The math isn’t adding up regarding Luzerne County’s outstanding debt.
The county paid $24.2 million toward debt last year, leaving the expectation the grand total would decrease by that amount.
However, the recently issued 2015 audit shows the county owed a total $351 million in principal and interest at the end of last year — an increase of $4.47 million compared to the prior year audit.
The increase becomes more puzzling because the county completed a massive debt restructuring last year that wasn’t supposed to add to the bottom line.
Former county county manager Robert Lawton had announced in May 2015 that the restructuring package would save $4 million in 2015 and reduce the county’s outstanding debt by $10,176 instead of increasing it as expected.
Councilwoman Eileen Sorokas has presented the conflicting numbers to the administration and her council colleagues.
“Numbers can be played with really easy, and that bothers me,” Sorokas said Friday.
County Budget/Finance Division Head Brian Swetz reviewed the audits and debt spending Friday and reached two conclusions:
• The total outstanding debt projections in the 2014 audit didn’t factor in all the interest owed on variable-rate debt, which made up about 40 percent of the portfolio. The effect: the overall tally was too low, Swetz said. The audit noted this disclaimer in a paragraph preceding the outstanding debt figures.
This isn’t an issue with the 2015 figures because the debt restructuring converted all but 4.7 percent of the outstanding debt to a fixed rate, Swetz said.
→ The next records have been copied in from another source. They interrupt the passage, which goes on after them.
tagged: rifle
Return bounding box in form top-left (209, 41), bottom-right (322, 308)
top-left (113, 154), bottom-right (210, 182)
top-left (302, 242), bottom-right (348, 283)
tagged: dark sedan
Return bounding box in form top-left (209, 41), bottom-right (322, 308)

• The county was forced to incorporate a $16.2 million early termination fee and other closing costs into future-year payments when the debt was restructured, Swetz said.
The county could not afford to pay these expenses up front in addition to the $24.2 million annual debt repayment, Swetz said.
The impact of the early termination fee and other costs was not made clear in Lawton’s May 2015 announcement.
Sorokas said she’s not attacking the decision to restructure about $110 million in debt, which extracted the county from an inherited 2006 bond containing spiraling fees.
“I just want to make sure the figures we’re presenting to the public are accurate,” she said.
Swetz provided evidence Friday that audit projections are not set in stone if they are heavy on variable-rate borrowing.
The county’s 2013 audit valued the outstanding debt at $371.7 million the end of that year and contained an estimate the debt repayment for 2014 would be $25.2 million.
The actual total payment required for 2014, due to the variable-rate debt: $28 million, Swetz said.
Swetz said he’s confident the audit projection going forward will be accurate because most of the interest rates are predictable.
The county is budgeted to pay $26 million toward the debt this year, which should reduce the overall debt to around $325 million for the start of 2017.
According to the 2015 audit, the county’s $351 million in debt is scheduled to be paid in 2030. The refinancing extended the repayments previously set to end in 2027, the audit said.